下午的马球照旧,甜沁依旧百无聊赖,玩弄着手里的雀头步摇。暮色墨汁般笼罩而来,马球会终得结束,甜沁像个小影子跟在姐夫姐姐身后,听他们商议着绸缎庄的事,以及今晚临时在庄园歇脚,明日再回府。
“具体再织造多少匹锦缎,你和李掌柜对一对。”谢探微撂下话,又交代了两句其他家事,咸秋点头称是。草场尽头,临近岔路口时,谢探微道:“今日便如此,夫人早些歇息。”

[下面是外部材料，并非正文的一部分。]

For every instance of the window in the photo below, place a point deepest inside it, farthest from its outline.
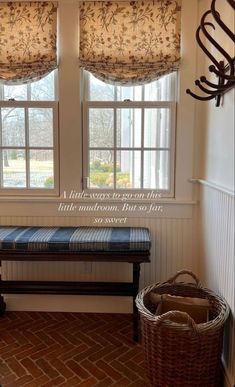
(129, 134)
(28, 137)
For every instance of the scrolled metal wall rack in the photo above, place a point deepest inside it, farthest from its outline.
(224, 72)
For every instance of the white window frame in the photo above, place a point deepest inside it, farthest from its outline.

随即独自朝岔路小径走去,他和咸秋多年来原是分房睡的。甜沁要跟咸秋走,老嬷嬷却挡在甜沁面前,恭敬道:“姨娘跟着主君去。”
甜沁咯噔了声。
再看咸秋的脸色,凌乱在风中,很微妙。
甜沁无奈,跟上了谢探微,月夜溶溶,浸润初夏的凉意,虫鸣唧唧,临近水畔莫名觉得冷。老嬷嬷离开了,连同带走了朝露、晚翠、陈嬷嬷,万籁俱寂的通幽曲径上,只有谢探微和甜沁一前一后,脚印重叠。
气氛异常诡异,冷月窥人。
二人白日里毫无瓜葛,夜晚却黏黏腻腻有了丝丝缕缕。
甜沁慢吞吞,渐渐落后。谢探微停下,清锐的亮芒,好整以暇等她。甜沁一凛,快步至他面前。谢探微伸手揽住了她的腰,毫不客气。
甜沁顿时腰际一紧。
谢探微反复确认她的腰,丈量粗细似的。他极度平静,无姐夫与小姨之间的疏离尴尬,捏起她的腰来理所当然。
至灯火通明的所在,谢探微道:“我先去沐浴。”
便把她丢在了烛光恍惚的房室内
甜沁懊丧不已。
她抚着手臂,情不自禁地又颤起来。
即将要发生什么,她知道。
深吸口气,想着总要经历的,提点自己放松释然。
谢探微擦着长发回来,身上已披了身皦白的寝袍。他将蜡烛吹熄了些,临于甜沁面前,狭长的眼眯起来:“怎么还不落了衣衫?”